Reserve Force History
Origin and Background
In 1950, the 81st Congress of the United States of America passed the Public Law #920, entitled "The Civil Defense Act of 1950" authorizing a Federal Civil Defense Program. In 1951, the New York State Legislature enacted the "Defense Emergency Act" At the time; there was substantial federal and state concern about a nuclear attack by the Soviet Union and other communist countries. A comprehensive plan was needed to ensure the safety and survival of the citizens of New York in the event of an anticipated or actual nuclear attack. The Act imposes, upon virtually every county in the state, the obligation to recruit, train, equip and discharge auxiliary police officers.

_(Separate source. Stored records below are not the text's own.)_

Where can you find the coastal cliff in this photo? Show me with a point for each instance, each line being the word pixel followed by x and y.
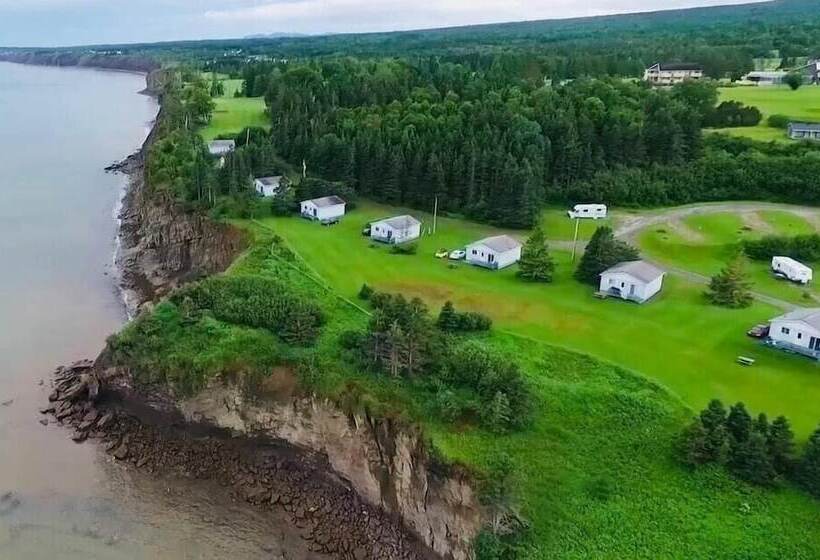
pixel 358 487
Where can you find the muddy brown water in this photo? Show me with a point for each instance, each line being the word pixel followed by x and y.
pixel 58 129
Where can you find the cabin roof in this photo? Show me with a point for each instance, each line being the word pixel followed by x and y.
pixel 499 243
pixel 641 270
pixel 326 201
pixel 810 316
pixel 400 222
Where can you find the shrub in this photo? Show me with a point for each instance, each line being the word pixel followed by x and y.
pixel 404 249
pixel 779 121
pixel 257 302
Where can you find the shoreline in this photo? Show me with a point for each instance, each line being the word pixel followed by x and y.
pixel 159 246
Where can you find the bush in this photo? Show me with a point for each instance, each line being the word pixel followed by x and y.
pixel 257 302
pixel 450 320
pixel 779 121
pixel 404 249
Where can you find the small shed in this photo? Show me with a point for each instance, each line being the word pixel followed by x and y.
pixel 494 253
pixel 797 331
pixel 635 281
pixel 804 131
pixel 326 209
pixel 267 186
pixel 396 230
pixel 221 148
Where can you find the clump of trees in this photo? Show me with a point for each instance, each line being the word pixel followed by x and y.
pixel 733 113
pixel 468 381
pixel 536 264
pixel 450 320
pixel 754 449
pixel 259 302
pixel 603 251
pixel 731 287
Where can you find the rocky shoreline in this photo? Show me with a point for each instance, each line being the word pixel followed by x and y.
pixel 162 246
pixel 330 516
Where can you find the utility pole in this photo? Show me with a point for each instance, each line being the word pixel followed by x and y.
pixel 575 238
pixel 435 213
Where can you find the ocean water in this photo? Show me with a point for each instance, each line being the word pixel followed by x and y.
pixel 59 128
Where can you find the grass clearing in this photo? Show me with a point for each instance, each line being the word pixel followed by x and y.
pixel 800 105
pixel 721 234
pixel 692 353
pixel 595 474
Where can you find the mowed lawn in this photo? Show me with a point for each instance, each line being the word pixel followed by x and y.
pixel 678 339
pixel 800 105
pixel 232 114
pixel 705 243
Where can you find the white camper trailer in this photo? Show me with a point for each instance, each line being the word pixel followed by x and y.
pixel 791 269
pixel 591 211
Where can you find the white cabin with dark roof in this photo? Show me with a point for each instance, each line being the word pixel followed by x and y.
pixel 328 209
pixel 797 331
pixel 671 73
pixel 396 230
pixel 636 281
pixel 494 253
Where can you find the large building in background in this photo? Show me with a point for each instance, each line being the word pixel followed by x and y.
pixel 669 74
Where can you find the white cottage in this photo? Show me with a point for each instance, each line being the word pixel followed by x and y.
pixel 494 253
pixel 798 331
pixel 634 281
pixel 221 148
pixel 399 229
pixel 326 209
pixel 267 186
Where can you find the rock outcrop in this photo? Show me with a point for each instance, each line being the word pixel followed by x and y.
pixel 386 462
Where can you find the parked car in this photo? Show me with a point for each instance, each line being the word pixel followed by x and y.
pixel 759 331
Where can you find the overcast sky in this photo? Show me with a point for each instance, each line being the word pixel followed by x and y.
pixel 77 22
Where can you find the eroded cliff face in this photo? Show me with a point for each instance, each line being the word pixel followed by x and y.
pixel 386 464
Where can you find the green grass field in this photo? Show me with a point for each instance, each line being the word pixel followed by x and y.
pixel 800 105
pixel 595 473
pixel 707 242
pixel 232 114
pixel 678 339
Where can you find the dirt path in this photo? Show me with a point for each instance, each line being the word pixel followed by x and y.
pixel 631 226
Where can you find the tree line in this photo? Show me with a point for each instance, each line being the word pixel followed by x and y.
pixel 754 449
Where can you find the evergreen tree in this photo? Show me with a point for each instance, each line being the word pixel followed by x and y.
pixel 808 470
pixel 781 445
pixel 730 287
pixel 536 264
pixel 448 319
pixel 751 461
pixel 603 252
pixel 713 418
pixel 739 423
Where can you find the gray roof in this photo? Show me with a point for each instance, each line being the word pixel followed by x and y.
pixel 640 270
pixel 672 66
pixel 400 222
pixel 809 316
pixel 270 181
pixel 813 127
pixel 326 201
pixel 499 243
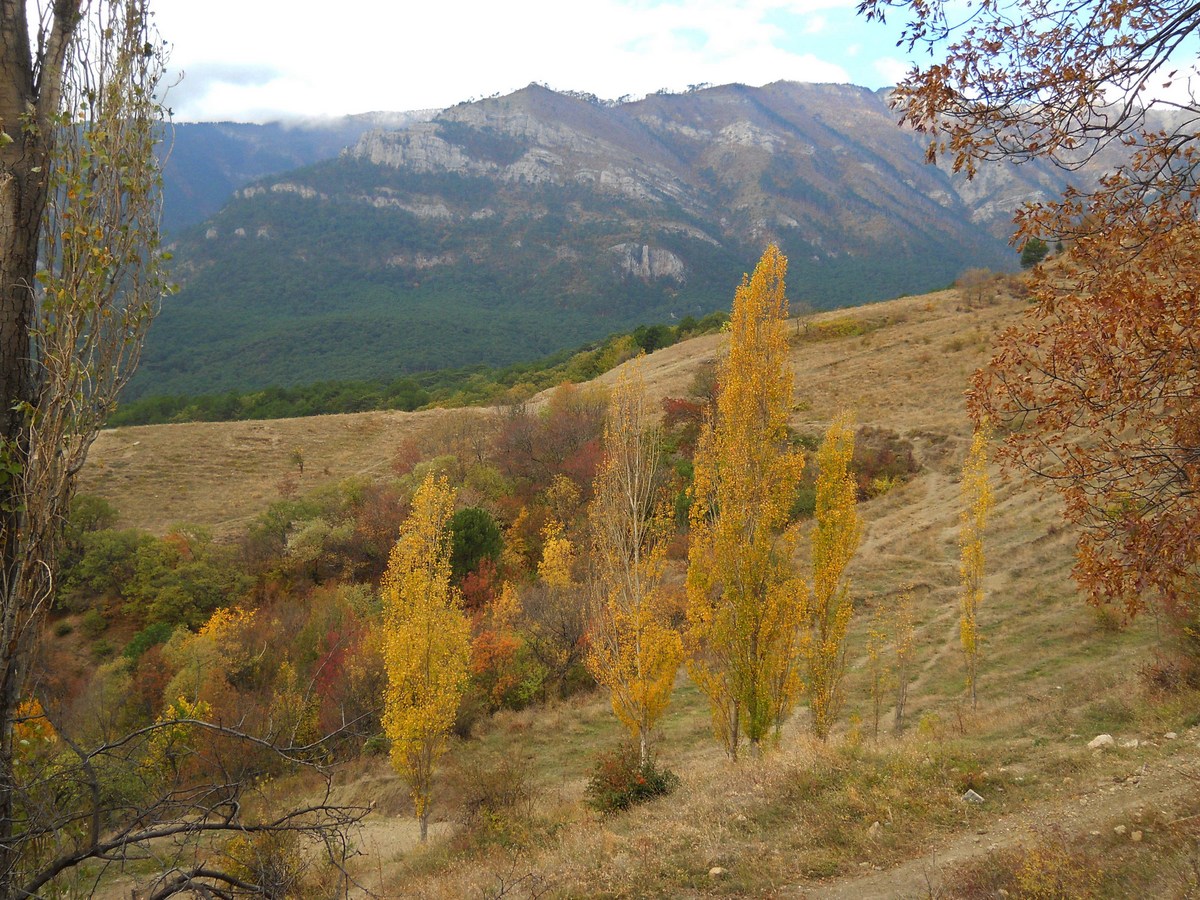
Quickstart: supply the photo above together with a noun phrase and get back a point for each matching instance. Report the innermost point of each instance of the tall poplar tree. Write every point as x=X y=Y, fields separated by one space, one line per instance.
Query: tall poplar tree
x=972 y=520
x=426 y=643
x=633 y=651
x=744 y=603
x=838 y=532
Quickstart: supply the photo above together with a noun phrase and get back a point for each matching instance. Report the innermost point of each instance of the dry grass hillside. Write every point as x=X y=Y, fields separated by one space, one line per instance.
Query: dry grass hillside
x=861 y=816
x=907 y=371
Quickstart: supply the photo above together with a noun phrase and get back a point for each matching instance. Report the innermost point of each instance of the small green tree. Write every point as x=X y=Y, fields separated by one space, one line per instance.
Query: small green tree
x=1033 y=252
x=474 y=537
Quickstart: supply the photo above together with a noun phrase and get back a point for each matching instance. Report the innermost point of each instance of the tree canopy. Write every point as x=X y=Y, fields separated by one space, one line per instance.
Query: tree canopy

Article 3 §23 of the Act, Specific requirements in cities and counties, states that each county, except those contained in the city of New York, and each city shall "...in order to prepare for attack and for the period of rehabilitation and recovery following an attack" recruit, equip and train auxiliary police or special deputy sheriffs in sufficient number to maintain order and control traffic in the event of an attack and to perform such other police and emergency civil defense functions as may be required during and subsequent to attack.
The Act also provides Worker's Compensation coverage and immunity (Article 9 §113) for negligent acts only when auxiliary police officers are performing duties "relating to civil defense, including but not limited to activities pursuant thereto, in preparation for anticipated attack, during attack, or following attack or false warning thereof, or in connection with an authorized drill or test".
In order to maintain their peace officer status, all Auxiliary Police officers are required by New York State to pass an annual refresher course in the use of force with the straight baton, arrest procedures, and Equal Employment Opportunity (EEO).
Today, Auxiliary Police are trained and extensively utilized by police departments for a myriad of activities far outside of the original intent, scope and authorization of the New York State Defense Emergency Act. In Fitzgibbon, infra, the Supreme Court, Appellate Division, Second Department found,
"...it is clear that the contemporary functions of auxiliary police units have evolved beyond those contemplated by the framers of the Act... ...there is little question that auxiliary police units have been principally deployed in order to assist law enforcement personnel in combating the threat of crime from within, and less so as the statutorily envisaged civilian reserve to be mobilized in preparation for the perceived threat of external invasion or natural disaster."
Today, auxiliary police officers wear uniforms almost identical to regular police, drive police cars which look almost identical to regular police cars and which are equipped with the same emergency lights, sirens and police radios. Recently, after two New York City Auxiliary Police Officers were shot and killed while on a routine patrol, police departments have begun to outfit auxiliary police officers with bullet resistant vests. The duties and activities of auxiliary police vary among different police departments and may include the following routine functions not authorized by the Act:
- Directing vehicular traffic at accidents, inoperative traffic lights, parades, fairs, special events, religious events;
- Crowd control at special events;
- Neighborhood patrols in marked and unmarked patrol cars as the "eyes and ears" of the police department for the purpose of detecting and reporting crime, accidents, and searching for missing persons;
- Auxiliary police may patrol trains, train stations, subway stations and bus terminals;
- In some counties, auxiliary police perform duties such as checking vacation homes, participating in emergency rescues, riding as second man in patrol cars and performing administrative work for police departments.